President Obama issued Executive Order “Chip and Pin” to make us all more secure. I became aware of this order when reading an email about government travel credit cards which will use the new technology. Uggh.. what a show-piece. Rampant unfamiliarity with cyber security makes this order just about useless. Let me explain…
The chip and pin technology protects point-of-sale data transfers. Threatpost.com reporting makes a gaff associating this with a the Home Depot and Target data breaches, but chip-and-pin has nothing to do with large data base breaches of accumulated data. Point-Of-Sale risks are not the same as Data-At-Rest risks. Think about it. While you sit at home and do nothing with the card in your wallet, the same hackers can use the same techniques to do the same data breeches without you or your secure card.
Cooley LLP claims the new order, “focuses squarely on the massive data breaches that continue to plague numerous companies.” Ughh.. POS transaction security does not protect data at rest databases.
Fundamentally, the largest point of ignorance is that providing a more secure data transaction method does NOTHING when implemented in parallel with existing older methods. For example, it is NOT more secure to, “outfit retail point-of-sale terminals at federal facilities – like national parks and post offices – with the capacity to accept chip and PIN-enabled cards.” (Threatpost.com)
Increased security occurs only if old methods are removed and eliminated. This reminds me of the normal web page questions to re-gain access when you forget your password. This method is touted as making the web page more secure. How can it be more secure by providing an alternate path to your account? It doesn’t.

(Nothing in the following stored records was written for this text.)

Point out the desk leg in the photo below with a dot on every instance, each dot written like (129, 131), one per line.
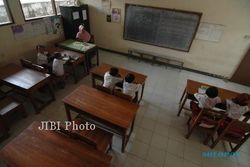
(51, 92)
(97, 57)
(142, 91)
(182, 104)
(74, 73)
(32, 100)
(124, 141)
(67, 109)
(93, 81)
(182, 95)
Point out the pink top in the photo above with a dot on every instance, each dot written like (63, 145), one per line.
(83, 34)
(205, 101)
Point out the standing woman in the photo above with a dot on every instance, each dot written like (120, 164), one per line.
(83, 35)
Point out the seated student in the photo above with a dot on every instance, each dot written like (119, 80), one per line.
(129, 87)
(235, 108)
(207, 100)
(42, 58)
(111, 78)
(57, 66)
(83, 35)
(238, 106)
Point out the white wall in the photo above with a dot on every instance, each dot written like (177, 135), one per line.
(11, 50)
(220, 58)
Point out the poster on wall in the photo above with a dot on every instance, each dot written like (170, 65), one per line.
(106, 6)
(210, 32)
(53, 25)
(116, 15)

For example, when add private key cryptology to an SSH connection, it becomes more secure if you remove password-only access to the account.
One of the internal DOD communiques to employees claims, “Chip and PIN technology strengthens data security, better protecting cardholders’ personally identifiable information (PII) as well as the Government’s sensitive transaction and payment data.”

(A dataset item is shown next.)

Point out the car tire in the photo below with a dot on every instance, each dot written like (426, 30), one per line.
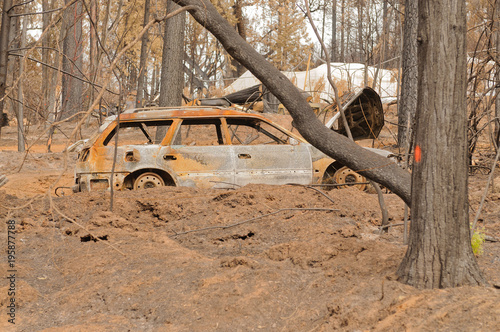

And then I began to laugh when I read, “Please note, there will be no change to the account number for replacement cards, and the magnetic strip can still be used for merchants without Chip and PIN technology.” Combo cards are like fixing security of a screen door on your house by building another large steel door secured with deadbolts. The weak little screen door is still there!
I will hold my appreciation for government guided protection until the follow-on order removes magnetic swipe data from all government cards.